Galpón carente de aire donde cada esclavo es obligado a preparar una comida completa en un lapso tres minutos, sin aire acondicionado (en una ciudad donde la temperatura promedio es de 32°C), vestidos de negro de pies a cabeza, con mallas, gorras y guantes, la cual debe estar perfectamente cocinada y servida, para que sea recogida y llegue a su mesa en no menos de diez minutos.
Estas personas trabajan de nueve de la mañana a once de la noche, tienen un descanso de un poco más de media hora para poder comer algo y volver a ring. En estas cocinas no hay relojes, no hay ventanas, no hay música china relajante ni arpas de ningún tipo.

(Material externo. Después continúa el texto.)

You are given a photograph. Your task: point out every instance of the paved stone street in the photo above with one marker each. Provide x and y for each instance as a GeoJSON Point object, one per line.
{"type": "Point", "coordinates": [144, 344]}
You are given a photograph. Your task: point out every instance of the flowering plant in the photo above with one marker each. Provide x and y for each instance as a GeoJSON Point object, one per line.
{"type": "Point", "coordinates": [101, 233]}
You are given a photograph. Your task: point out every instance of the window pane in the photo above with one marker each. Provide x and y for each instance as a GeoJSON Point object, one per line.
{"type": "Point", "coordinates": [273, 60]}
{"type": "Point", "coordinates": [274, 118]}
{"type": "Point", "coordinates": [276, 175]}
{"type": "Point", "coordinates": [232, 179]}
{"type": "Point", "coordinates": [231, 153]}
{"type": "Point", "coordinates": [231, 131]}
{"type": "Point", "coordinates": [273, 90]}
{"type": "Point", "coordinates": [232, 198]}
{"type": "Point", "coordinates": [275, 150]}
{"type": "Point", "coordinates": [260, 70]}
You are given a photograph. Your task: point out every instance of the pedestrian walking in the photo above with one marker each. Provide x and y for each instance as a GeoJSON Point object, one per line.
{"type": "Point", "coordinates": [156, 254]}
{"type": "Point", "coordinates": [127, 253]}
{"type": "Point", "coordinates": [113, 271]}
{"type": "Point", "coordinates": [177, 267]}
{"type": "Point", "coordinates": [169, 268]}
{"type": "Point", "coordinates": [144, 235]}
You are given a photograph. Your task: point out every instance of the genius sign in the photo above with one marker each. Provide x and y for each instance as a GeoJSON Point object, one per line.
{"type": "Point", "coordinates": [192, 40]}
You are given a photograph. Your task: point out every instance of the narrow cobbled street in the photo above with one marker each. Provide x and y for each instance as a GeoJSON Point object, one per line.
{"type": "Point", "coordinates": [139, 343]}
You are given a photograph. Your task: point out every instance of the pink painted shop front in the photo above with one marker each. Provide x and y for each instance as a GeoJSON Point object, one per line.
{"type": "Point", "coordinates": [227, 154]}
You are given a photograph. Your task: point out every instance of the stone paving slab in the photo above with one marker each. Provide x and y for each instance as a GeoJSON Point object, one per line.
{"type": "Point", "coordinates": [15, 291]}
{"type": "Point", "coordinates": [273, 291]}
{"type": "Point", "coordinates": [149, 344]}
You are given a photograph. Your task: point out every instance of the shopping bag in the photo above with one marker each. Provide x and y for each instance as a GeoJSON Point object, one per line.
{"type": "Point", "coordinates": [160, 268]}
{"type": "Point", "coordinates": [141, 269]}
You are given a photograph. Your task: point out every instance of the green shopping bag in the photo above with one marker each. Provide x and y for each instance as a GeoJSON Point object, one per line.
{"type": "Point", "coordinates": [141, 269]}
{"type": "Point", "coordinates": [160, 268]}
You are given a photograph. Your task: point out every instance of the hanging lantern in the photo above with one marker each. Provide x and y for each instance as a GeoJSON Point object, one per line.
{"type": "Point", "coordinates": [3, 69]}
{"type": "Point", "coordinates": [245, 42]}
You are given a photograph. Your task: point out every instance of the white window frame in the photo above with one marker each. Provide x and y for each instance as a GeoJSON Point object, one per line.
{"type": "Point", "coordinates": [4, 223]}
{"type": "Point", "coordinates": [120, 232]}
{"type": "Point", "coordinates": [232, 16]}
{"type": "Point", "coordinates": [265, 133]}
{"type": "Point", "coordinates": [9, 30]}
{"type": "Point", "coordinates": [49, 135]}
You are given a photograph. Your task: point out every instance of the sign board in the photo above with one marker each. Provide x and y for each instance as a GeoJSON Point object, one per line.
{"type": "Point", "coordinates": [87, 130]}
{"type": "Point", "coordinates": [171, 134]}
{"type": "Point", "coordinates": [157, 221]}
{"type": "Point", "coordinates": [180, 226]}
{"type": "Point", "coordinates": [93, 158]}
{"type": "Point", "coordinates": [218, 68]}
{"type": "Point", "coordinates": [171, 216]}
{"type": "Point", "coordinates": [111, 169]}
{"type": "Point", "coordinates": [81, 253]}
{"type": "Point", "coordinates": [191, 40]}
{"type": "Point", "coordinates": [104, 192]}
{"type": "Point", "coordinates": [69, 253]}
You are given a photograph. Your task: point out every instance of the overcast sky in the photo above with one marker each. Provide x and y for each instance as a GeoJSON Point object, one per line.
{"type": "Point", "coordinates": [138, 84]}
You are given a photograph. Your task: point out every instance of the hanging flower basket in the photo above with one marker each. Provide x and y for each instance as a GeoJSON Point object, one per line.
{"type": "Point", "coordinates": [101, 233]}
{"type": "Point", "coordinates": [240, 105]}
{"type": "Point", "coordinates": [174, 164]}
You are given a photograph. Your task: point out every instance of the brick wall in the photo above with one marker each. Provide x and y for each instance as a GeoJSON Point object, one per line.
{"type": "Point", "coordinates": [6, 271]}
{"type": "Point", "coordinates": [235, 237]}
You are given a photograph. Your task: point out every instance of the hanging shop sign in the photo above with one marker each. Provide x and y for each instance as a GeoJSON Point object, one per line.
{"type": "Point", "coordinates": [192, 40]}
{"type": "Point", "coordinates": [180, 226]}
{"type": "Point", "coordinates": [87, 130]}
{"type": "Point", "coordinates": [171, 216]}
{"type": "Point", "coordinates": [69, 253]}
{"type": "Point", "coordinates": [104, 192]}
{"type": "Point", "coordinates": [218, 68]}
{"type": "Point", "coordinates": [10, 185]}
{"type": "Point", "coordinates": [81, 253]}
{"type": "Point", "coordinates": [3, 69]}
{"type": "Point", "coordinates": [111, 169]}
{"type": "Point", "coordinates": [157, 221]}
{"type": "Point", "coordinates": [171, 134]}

Cada uno tiene su micro-espacio de trabajo en el que su única compañía son sus peores enemigos: sus utensilios de trabajo y una impresora incesante con las órdenes a sacar en el menor tiempo posible. Trabajan con un wok en cada mano; caminan en puntitas porque el piso a causa de las carreras siempre está lleno de aceite; y atenidos, siempre, a los gritos del supervisor, a la presión de los meseros, al plato que volvió porque se coló una aceituna o un gramo más de sal, y al tan justificado cansancio que tienen desde que entran a esa pequeña cárcel que los recibe con los brazos abiertos todas las mañanas.

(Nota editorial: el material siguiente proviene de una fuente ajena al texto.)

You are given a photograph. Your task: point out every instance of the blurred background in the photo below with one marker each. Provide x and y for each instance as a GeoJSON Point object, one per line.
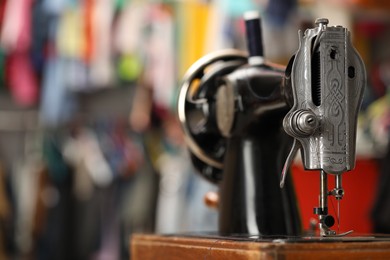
{"type": "Point", "coordinates": [90, 147]}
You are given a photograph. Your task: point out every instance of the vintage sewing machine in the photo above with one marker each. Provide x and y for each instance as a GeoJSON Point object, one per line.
{"type": "Point", "coordinates": [245, 119]}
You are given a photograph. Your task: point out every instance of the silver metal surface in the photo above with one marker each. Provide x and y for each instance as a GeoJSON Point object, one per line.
{"type": "Point", "coordinates": [340, 84]}
{"type": "Point", "coordinates": [327, 79]}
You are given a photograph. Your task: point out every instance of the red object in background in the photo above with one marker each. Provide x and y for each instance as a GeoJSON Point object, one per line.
{"type": "Point", "coordinates": [355, 208]}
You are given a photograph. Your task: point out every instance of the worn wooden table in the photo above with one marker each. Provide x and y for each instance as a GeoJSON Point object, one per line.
{"type": "Point", "coordinates": [208, 247]}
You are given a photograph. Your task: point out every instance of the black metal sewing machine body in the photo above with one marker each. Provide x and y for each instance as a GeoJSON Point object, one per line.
{"type": "Point", "coordinates": [256, 149]}
{"type": "Point", "coordinates": [245, 119]}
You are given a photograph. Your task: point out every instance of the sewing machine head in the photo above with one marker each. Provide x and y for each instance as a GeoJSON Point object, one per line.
{"type": "Point", "coordinates": [232, 107]}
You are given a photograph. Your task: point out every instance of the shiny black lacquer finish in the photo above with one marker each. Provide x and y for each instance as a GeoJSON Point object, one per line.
{"type": "Point", "coordinates": [251, 201]}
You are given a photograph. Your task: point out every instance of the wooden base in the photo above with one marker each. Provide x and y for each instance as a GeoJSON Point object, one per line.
{"type": "Point", "coordinates": [188, 247]}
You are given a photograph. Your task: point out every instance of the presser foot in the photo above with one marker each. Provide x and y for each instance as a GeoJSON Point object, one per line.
{"type": "Point", "coordinates": [332, 233]}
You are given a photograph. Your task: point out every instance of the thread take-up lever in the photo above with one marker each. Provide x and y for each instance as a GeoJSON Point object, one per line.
{"type": "Point", "coordinates": [327, 79]}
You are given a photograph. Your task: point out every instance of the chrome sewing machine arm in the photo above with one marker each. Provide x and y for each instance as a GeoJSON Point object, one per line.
{"type": "Point", "coordinates": [327, 78]}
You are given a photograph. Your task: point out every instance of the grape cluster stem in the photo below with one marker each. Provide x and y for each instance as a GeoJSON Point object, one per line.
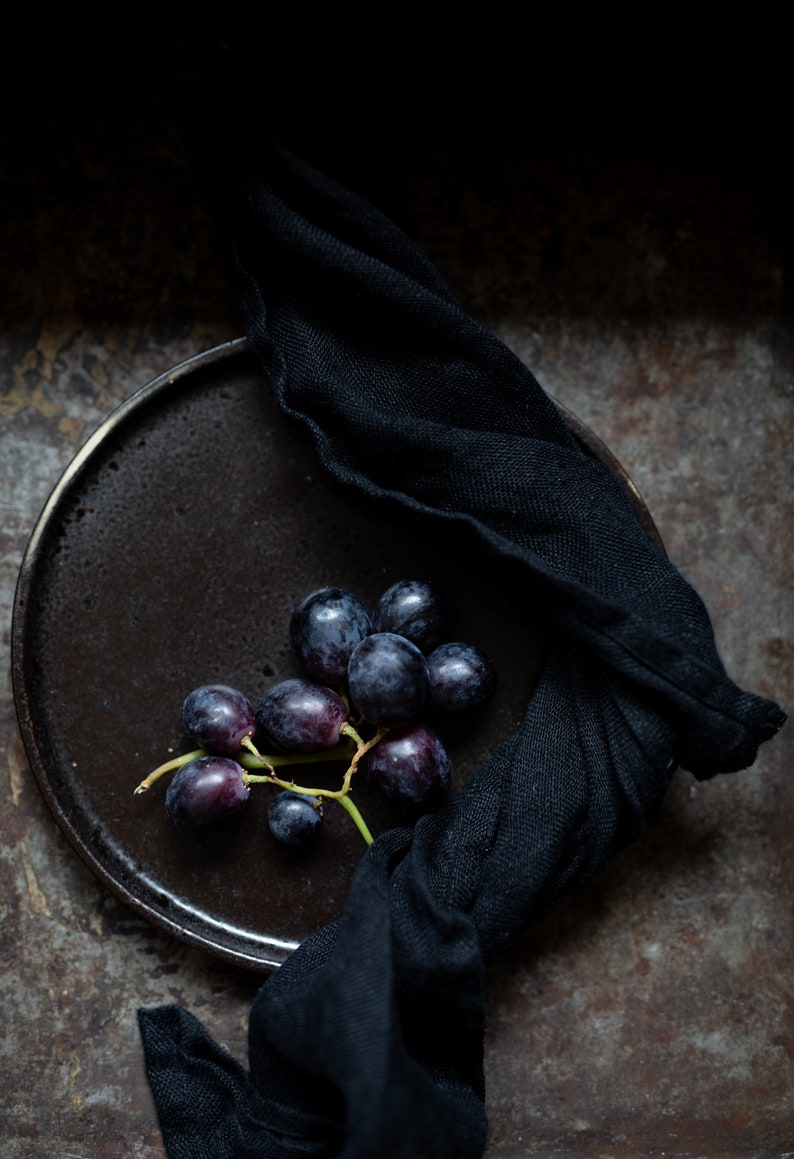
{"type": "Point", "coordinates": [351, 748]}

A cada uno le pagan entre 7 y 9 dólares por hora; teniendo en cuenta que cada plato vale aproximadamente lo mismo, y que deben preparar mínimo veinte por hora, cada uno de estos les deja un aproximado de 3 centavos. ¿Tres centavos por cada plato que usted paga a ocho dólares? ¿Y aun así, usted les exige a ELLOS?
Piénselo dos veces antes de salir a comer, y si lo hace, tómese el tiempo necesario. La comida es una de las cosas más íntimas de la vida cotidiana; mal que bien es lo único que realmente es suyo una vez lo lleva a la boca. Cocine en su casa, no sea cómplice del esclavismo disfrazado que nos trae la modernidad, no crea que porque paga, merece ser tratado como un rey. Es usted el que no se ha dado cuenta que va a pagarle vacaciones al que sí se lleva el dinero al bolsillo. No es usted quien tiene la razón; está siendo utilizado por el consumismo, y se le están metiendo tan adentro en la vida, que unos pocos (o unos muchos) que necesitan mantenerse, están siendo maltratados de cuenta de su hambre y su complejo de superioridad. Y ojalá cada noche, luego de ir a un restaurante, cuando ya esté dispuesto a dormir, piense que esas personas siguen allá, cocinando, quemándose las manos, cortándose los dedos, cayéndose a causa del agua y del aceite, limpiando lo que no pueden limpiar por el afán de su estómago, sin un seguro médico, sin un nombre, sin una oportunidad de salir; deseando llegar a casa a acostarse en la cama para ponerse hielo en los pies, en las piernas, en la espalda y en los brazos. Para curarse las heridas y esperar que al día siguiente estén cerradas para que el fuego no las lastime nuevamente. Piénselo dos veces, y no deje que lo mande la cuchara.